My friends just bet me 50 dollars that I couldn't pick you up if I came over and spoke with you, would you like a few free drinks on their money?

What do you get when you cross a chicken with glue? My d***

You want to sleep with me and i want to sleep with you. I'm at least half right.

Boy- Did it hurt when you fell- Girl- From heaven?!? AWWW <3 Boy- No the whore tree when you banged every guy on the way down.

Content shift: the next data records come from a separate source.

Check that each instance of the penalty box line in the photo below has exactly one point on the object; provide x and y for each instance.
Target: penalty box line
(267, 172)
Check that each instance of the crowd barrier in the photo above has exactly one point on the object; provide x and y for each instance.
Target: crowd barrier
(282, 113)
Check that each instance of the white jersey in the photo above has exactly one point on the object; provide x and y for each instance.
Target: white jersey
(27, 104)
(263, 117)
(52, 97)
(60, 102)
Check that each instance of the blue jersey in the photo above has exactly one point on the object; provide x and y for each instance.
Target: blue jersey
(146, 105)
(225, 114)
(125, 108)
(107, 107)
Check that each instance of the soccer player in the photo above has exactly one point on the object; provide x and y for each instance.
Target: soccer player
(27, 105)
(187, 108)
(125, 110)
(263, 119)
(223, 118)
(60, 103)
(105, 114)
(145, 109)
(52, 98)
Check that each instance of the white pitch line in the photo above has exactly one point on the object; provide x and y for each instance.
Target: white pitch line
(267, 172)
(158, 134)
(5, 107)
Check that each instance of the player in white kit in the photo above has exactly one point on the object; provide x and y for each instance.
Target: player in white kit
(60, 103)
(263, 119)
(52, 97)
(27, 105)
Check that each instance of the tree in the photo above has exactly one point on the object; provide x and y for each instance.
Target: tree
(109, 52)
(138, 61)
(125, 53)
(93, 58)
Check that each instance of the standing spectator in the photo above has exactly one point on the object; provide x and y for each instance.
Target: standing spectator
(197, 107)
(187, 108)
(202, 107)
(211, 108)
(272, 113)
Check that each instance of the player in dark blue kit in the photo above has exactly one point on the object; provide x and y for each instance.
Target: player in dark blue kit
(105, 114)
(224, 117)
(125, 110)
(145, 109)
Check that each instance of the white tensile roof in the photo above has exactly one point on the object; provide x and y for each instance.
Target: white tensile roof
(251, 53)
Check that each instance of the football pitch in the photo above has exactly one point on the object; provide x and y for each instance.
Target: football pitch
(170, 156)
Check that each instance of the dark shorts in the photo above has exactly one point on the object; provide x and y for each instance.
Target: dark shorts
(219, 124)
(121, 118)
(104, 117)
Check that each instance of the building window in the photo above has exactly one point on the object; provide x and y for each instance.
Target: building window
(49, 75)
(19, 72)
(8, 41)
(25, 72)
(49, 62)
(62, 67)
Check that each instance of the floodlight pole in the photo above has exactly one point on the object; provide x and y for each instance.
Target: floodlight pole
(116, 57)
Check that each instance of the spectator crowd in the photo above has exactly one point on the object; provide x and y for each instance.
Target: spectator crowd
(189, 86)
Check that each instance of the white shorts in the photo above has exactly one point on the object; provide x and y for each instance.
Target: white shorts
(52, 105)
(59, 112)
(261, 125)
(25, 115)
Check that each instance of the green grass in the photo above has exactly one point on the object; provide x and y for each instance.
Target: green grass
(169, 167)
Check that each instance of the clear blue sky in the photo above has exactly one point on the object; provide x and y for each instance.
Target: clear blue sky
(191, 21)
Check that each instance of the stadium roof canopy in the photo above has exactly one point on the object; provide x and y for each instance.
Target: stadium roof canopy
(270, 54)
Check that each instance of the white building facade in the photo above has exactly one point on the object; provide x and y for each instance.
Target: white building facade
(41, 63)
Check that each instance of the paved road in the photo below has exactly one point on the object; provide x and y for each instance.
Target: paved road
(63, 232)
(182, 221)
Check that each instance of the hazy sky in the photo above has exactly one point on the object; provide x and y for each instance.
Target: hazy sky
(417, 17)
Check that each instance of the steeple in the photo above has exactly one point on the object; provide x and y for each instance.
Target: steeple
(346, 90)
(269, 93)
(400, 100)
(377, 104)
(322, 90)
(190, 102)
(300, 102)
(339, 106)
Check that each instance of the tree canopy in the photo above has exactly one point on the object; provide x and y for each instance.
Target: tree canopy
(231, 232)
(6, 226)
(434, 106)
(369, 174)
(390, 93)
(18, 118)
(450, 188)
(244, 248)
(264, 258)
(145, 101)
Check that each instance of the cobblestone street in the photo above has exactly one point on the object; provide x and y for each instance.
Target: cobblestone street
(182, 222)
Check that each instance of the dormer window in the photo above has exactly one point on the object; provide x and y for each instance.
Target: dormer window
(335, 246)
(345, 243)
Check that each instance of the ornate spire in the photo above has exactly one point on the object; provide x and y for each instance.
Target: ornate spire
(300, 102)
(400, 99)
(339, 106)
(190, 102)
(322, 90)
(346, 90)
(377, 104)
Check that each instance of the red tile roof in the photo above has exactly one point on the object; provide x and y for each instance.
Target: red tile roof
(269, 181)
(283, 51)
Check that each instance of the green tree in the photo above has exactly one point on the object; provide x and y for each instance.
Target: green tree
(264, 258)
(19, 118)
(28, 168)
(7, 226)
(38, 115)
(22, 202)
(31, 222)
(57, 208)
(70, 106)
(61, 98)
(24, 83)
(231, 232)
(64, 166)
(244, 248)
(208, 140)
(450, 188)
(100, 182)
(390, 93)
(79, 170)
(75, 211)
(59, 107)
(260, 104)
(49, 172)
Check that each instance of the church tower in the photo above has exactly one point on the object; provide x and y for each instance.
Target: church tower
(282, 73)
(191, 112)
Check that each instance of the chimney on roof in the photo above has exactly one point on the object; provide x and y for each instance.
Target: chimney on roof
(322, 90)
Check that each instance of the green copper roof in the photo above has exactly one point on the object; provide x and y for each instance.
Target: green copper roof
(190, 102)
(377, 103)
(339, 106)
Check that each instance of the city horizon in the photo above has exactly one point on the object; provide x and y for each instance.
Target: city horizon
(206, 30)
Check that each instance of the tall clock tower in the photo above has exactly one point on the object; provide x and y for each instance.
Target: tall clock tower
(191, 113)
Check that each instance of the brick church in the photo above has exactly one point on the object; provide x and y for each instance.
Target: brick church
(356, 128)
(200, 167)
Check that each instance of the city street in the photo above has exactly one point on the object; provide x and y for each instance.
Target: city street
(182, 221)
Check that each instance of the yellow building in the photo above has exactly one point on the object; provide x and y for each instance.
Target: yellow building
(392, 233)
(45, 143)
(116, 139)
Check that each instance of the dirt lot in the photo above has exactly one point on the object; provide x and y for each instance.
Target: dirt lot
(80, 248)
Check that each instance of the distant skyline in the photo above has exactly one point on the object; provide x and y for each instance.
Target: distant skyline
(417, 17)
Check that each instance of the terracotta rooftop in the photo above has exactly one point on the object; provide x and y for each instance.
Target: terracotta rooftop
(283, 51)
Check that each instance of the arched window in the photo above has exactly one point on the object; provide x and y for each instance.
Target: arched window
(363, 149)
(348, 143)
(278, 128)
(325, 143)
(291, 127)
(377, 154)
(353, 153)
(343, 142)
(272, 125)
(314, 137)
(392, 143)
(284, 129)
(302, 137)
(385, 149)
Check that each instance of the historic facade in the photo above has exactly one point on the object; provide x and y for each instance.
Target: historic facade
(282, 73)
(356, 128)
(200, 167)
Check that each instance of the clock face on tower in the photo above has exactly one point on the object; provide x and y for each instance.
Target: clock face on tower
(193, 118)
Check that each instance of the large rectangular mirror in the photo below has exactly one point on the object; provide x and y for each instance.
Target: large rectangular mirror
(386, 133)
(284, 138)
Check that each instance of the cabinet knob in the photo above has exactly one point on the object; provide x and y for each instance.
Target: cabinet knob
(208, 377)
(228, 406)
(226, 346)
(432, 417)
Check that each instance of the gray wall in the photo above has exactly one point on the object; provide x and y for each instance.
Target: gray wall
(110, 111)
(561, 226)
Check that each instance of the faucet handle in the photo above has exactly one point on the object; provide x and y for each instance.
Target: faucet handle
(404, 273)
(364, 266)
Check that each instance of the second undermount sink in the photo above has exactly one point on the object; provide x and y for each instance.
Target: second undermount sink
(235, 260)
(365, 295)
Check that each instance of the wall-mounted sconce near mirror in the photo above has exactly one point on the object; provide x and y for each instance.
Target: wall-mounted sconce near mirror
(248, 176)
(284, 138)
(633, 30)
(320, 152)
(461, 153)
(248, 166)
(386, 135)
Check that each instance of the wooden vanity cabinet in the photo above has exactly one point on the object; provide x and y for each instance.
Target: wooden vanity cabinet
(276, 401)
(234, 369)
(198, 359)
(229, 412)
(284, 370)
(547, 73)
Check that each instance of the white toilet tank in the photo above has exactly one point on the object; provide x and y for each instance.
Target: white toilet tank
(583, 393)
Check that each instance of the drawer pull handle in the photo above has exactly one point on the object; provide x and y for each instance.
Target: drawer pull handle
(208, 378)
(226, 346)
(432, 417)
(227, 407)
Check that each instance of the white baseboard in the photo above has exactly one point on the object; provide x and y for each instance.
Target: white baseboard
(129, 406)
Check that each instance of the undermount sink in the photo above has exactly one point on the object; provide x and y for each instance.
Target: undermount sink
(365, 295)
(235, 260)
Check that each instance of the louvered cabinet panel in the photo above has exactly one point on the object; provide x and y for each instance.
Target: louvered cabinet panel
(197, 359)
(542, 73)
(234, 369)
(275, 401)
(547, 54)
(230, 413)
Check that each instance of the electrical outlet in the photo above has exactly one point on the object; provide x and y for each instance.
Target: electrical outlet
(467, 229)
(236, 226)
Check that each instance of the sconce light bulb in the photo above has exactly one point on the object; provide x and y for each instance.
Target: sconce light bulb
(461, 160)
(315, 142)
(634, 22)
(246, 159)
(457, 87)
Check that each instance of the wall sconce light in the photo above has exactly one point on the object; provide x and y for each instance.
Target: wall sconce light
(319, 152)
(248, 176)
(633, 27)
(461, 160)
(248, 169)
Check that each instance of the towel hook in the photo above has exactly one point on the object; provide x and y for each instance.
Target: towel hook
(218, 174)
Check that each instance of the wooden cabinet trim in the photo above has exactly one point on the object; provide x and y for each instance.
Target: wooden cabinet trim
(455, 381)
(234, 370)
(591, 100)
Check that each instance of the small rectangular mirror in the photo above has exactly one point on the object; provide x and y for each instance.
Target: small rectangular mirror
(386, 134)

-Heyyy there (; -Im lesbian.

"OMG A SAMSUNG!" Lol, thats cool man, as for the car, the engine is shiny and flawless, (you know for a fiat) and I have not used it since I you know "bought it" as in won it from my ex while playing poker? Id give it back to her if she was not such a bitch. Honestly dude, its a fiat, and that piece of shit you call a car, I mean man, we have been towed from the free way like six times already? XD And that is just the few times I want to sit in that piece of shit XD I mean the seats pop off and there is "custom space to transport marijuana there man XD" I seriously hope you bought it that way, because stoners aint my friends. Seriously dude, the Fiat (aka "car") is yours, you know that you are bankrupt because you keep trying to fix that piece of shit on wheels of yours XD, and hey, surprise kiddo, I renewed the engine, so its new and shiny, and free, and fuck if not only the engine itself is worth ten more times than... A billion of those pieces of shit you drive XD No seriously, you know me, Im The Hannibal, I am the beast but I like it classy, and its pretty embarrassing sitting on that piece of shit you call for a car. I know we are from different worlds pal, but take it, just gave myself a bonus at work (legal of course) but I got to say it... "A SAMSUNG OMG" XD And yeah, I know you been eyeballing that "car" aka Fiat, its yours whenever you want it, just tell people I am leasing it to you (I mean it I really do, thats my only condition) Moral: "I DRIVE PIECES OF SHIT FOR BREAKFAST!" PROTIP FOR GETTING ANYWHERE IN YOUR CAR: Put it The opposite way, and have the towing car tow you TOWARDS the place you want to get to XD (hey, how many times you been towed JUST from the freeway? I mean I hate hunting, but do you really use that shit in the Forrest too? Answer here, be real, and come get your car.

Anti-Pickup Line

A collection of responses to pickup lines, and just bad ones in general!